Kemmerer turned out to be the perfect place to stay for our last night on the road. It was an economically disadvantaged settlement, despite being on the Union Pacific Railroad and having gas and oil installations in the area, but there were enough landmark buildings in downtown to provide some stimulation. Moreover, even better things existed just a few miles west of the town at Fossil Butte National Monument, which we visited the following morning.
Kemmerer was established in 1897 and incorporated in 1899. It prides itself on its coal mining heritage. A mine remains open about 6 miles from the town. Mining in and around Kemmerer began underground, but today’s one is said to be the largest open-pit coal mine in the world. The Union Pacific Coal Company opened the first underground mine in 1881 after construction of the Oregon Short Line Railroad from Granger to Oregon via Idaho.
Downtown, the notable buildings include Lincoln County Courthouse, the Town Hall, an eye-catching brick-built post office, a terrace of commercial buildings on South Main Street, the J. C. Penney Mother Store and the J. C. Penney Homestead, the latter a delightful but surprisingly modest house not far from the railroad.
A little-known fact about Kemmerer is that J. C. (James Cash) Penney founded what was to become his chain of stores after moving to Kemmerer in 1902. Penney came to Kemmerer to open a dry goods store for the booming mining town. The original store still operates in Kemmerer, although it gives the impression that business is slack.

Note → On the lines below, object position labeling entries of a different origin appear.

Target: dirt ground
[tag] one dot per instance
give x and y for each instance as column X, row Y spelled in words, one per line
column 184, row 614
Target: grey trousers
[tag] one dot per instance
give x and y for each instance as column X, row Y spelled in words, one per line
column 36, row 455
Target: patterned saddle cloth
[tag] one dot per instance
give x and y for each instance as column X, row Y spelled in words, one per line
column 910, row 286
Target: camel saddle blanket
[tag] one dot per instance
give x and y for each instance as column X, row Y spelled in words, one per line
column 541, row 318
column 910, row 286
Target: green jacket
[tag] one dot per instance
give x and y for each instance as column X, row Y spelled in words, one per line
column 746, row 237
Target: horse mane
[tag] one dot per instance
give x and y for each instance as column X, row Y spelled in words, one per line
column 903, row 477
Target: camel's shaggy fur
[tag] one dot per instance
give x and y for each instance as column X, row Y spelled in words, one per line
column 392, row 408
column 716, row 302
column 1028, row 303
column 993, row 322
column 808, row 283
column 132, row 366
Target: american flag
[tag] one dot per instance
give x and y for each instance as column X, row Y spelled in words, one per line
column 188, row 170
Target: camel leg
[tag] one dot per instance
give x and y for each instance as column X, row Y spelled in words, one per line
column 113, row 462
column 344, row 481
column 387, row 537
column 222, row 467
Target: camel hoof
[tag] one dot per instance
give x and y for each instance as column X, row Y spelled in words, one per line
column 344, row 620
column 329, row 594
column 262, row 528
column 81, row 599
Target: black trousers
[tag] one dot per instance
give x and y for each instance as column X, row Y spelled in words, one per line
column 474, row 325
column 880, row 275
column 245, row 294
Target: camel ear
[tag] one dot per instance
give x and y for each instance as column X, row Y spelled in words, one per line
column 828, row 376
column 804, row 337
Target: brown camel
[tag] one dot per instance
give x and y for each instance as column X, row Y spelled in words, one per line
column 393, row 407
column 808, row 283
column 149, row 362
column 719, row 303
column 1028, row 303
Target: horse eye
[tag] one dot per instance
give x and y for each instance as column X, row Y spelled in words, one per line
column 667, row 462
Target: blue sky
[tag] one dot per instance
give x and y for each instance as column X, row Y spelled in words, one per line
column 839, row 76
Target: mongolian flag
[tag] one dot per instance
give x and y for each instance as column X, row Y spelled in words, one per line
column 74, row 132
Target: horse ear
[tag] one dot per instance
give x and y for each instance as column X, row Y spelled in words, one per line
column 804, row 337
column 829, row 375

Kemmerer’s downtown has some ghost signs, painted adverts and murals, and it would be foolish not to admire the appearance of at least two of the motels (e.g. Chateau Motel). Note also that some buildings have art moderne embellishments of a modest kind, as befits a town that has never been very large.
Just for the fun of it, we drove the mile or two to the neighbouring settlement of Diamondville (in reality, there is no gap between the two settlements today) and were delighted that we did. Diamondville Avenue is the only street worth visiting, but a number of interesting buildings survive from the past. The buildings are largely constructed with brick, wood and corrugated iron. There are a garage, a blacksmith’s shop, a few other old structures and a one-time saloon. The one-time saloon now functions as a store selling antiques and bric-a-brac. Today, Diamondville Avenue shows very few signs of life, commercial or otherwise, but it has an enviable collection of landmark buildings worthy of preservation.
I went for a last walk around Kemmerer as the sun began to sink below the horizon. I took photos of two carved wooden figures outside Bob’s Rock Shop near the motel. The figures have stood there since about 2003. The owner of the shop purchased the elderly male figure in Shoshone, Wyoming and shortly thereafter bought the statue of the elderly female figure from someone living near Kemmerer. Although the figures derive from different sources, they look quite similar and therefore suggest that they might be husband and wife.